Forge Benchmark Board
Open methodology. Reproducible. Including the cases where we lose.
Kairon Forge is defensible in 2 of 9 layers: the intel-graph data accumulation + the 6-hook deterministic router composition. Everything else is commodity B2B hygiene. These benchmarks publish both — the wins AND the losses.
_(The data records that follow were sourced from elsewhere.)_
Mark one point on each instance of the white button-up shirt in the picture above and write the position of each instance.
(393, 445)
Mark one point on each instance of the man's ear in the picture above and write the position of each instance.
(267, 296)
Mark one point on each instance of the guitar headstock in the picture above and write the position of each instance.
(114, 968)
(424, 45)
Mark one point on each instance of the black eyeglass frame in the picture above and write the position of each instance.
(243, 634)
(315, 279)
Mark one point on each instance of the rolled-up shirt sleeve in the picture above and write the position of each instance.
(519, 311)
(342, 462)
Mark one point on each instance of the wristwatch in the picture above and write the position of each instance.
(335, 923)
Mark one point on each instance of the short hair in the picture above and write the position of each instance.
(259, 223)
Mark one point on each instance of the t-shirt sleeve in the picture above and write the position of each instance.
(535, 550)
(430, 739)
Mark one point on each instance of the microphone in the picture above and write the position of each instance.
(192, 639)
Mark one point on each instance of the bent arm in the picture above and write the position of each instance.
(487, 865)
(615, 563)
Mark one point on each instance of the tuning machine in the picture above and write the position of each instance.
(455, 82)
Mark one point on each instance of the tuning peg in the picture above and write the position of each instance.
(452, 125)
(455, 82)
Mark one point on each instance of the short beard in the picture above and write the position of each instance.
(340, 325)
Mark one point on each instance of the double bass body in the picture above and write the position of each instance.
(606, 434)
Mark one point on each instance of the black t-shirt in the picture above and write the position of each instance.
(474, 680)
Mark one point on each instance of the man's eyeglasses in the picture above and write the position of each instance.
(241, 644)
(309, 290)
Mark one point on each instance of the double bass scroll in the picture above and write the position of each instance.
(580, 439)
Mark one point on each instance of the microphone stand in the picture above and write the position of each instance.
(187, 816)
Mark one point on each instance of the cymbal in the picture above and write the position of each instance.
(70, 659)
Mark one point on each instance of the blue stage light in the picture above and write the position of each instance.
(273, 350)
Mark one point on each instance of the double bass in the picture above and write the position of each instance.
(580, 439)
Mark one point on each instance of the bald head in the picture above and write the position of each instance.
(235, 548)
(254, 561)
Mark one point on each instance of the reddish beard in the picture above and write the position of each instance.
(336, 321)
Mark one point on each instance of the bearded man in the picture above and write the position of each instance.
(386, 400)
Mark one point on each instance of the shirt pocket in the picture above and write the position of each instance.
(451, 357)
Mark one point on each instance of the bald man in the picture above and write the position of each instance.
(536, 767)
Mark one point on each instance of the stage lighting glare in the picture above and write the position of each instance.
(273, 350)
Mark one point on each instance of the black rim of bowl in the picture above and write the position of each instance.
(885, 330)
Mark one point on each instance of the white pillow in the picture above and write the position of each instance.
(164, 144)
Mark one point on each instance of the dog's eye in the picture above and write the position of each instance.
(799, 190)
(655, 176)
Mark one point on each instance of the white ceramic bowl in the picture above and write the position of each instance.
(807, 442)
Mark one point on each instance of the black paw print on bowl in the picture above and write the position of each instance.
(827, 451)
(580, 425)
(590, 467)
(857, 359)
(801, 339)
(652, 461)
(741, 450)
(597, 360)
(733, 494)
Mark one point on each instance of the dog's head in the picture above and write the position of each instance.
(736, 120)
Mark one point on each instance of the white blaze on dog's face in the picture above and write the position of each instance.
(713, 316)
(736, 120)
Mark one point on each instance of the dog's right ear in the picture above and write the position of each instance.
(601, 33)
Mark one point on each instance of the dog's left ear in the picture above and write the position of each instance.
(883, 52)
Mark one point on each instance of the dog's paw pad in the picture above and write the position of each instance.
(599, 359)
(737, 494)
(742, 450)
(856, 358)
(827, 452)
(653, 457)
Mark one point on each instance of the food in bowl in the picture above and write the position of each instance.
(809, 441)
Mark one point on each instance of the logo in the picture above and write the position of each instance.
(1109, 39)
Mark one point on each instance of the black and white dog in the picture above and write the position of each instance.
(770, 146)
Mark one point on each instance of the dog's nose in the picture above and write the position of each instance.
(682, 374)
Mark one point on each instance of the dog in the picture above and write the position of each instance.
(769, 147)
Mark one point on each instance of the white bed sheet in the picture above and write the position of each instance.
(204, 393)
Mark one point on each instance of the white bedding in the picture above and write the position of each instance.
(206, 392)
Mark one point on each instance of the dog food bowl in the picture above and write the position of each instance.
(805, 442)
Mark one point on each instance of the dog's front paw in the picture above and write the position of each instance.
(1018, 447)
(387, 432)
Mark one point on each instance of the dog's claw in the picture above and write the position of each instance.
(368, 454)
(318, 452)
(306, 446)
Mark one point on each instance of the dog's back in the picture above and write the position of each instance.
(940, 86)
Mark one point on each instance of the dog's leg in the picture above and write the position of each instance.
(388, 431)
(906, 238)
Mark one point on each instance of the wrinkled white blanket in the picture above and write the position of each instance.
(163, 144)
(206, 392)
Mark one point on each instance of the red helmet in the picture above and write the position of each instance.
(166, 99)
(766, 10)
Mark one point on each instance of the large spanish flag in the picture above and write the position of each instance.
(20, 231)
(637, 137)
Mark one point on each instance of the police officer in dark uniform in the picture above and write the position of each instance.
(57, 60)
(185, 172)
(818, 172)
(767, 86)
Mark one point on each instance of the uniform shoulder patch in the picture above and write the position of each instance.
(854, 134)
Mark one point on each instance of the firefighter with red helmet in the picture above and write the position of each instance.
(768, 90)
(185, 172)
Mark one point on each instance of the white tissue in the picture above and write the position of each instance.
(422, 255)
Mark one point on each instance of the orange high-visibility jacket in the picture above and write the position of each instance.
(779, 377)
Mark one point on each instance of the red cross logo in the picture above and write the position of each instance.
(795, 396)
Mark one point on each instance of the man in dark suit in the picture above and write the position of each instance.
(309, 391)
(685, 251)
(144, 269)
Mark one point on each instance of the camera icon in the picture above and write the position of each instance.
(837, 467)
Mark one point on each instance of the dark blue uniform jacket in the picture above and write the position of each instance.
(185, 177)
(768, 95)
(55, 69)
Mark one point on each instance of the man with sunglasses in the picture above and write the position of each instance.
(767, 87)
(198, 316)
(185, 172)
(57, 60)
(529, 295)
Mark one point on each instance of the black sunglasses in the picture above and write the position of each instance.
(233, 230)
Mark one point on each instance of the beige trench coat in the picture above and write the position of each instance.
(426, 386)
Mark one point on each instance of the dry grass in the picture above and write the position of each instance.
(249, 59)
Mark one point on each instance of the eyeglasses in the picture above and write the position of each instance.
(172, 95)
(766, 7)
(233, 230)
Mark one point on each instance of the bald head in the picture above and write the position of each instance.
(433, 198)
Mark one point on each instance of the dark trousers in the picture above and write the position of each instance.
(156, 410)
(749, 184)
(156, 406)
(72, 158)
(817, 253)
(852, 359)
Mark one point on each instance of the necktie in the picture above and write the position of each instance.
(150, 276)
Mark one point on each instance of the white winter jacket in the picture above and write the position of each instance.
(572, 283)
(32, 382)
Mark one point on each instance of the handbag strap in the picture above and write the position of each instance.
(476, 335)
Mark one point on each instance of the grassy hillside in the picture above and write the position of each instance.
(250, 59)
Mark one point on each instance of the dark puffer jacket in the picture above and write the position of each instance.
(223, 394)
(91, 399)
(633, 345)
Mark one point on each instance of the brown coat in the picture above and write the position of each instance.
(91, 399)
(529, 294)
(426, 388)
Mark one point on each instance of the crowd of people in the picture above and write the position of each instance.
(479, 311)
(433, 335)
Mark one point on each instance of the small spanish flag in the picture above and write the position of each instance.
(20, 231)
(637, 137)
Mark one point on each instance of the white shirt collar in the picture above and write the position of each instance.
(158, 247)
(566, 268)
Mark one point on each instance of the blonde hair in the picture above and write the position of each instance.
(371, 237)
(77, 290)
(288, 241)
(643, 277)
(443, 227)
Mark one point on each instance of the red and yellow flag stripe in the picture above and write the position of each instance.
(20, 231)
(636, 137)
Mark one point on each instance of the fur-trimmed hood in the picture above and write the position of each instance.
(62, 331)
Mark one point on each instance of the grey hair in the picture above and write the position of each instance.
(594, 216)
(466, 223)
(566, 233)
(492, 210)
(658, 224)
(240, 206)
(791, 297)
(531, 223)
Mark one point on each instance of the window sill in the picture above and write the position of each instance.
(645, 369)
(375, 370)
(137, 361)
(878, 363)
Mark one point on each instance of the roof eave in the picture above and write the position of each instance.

Cycle source: os/research/compact-api-kernel-diff-2026-05-20.md
Bench #1 — Calibration Brier vs Polymarket midpoint
Leave-one-out calibration curve vs raw Polymarket midpoint vs constant 50/50 baseline. n=30 stub corpus (v0.1) mimicking favourite-longshot bias; 1000-iter bootstrap 95% CI.
Bench #3 — Audit replay determinism
100 agent decisions x 10 replays = 1000 trials per sub-test. Wilson 95% CI over the binomial sample. Pure router + seeded LLM stub at 100%; free-temp control is the negative-control proving the harness detects non-determinism when it exists.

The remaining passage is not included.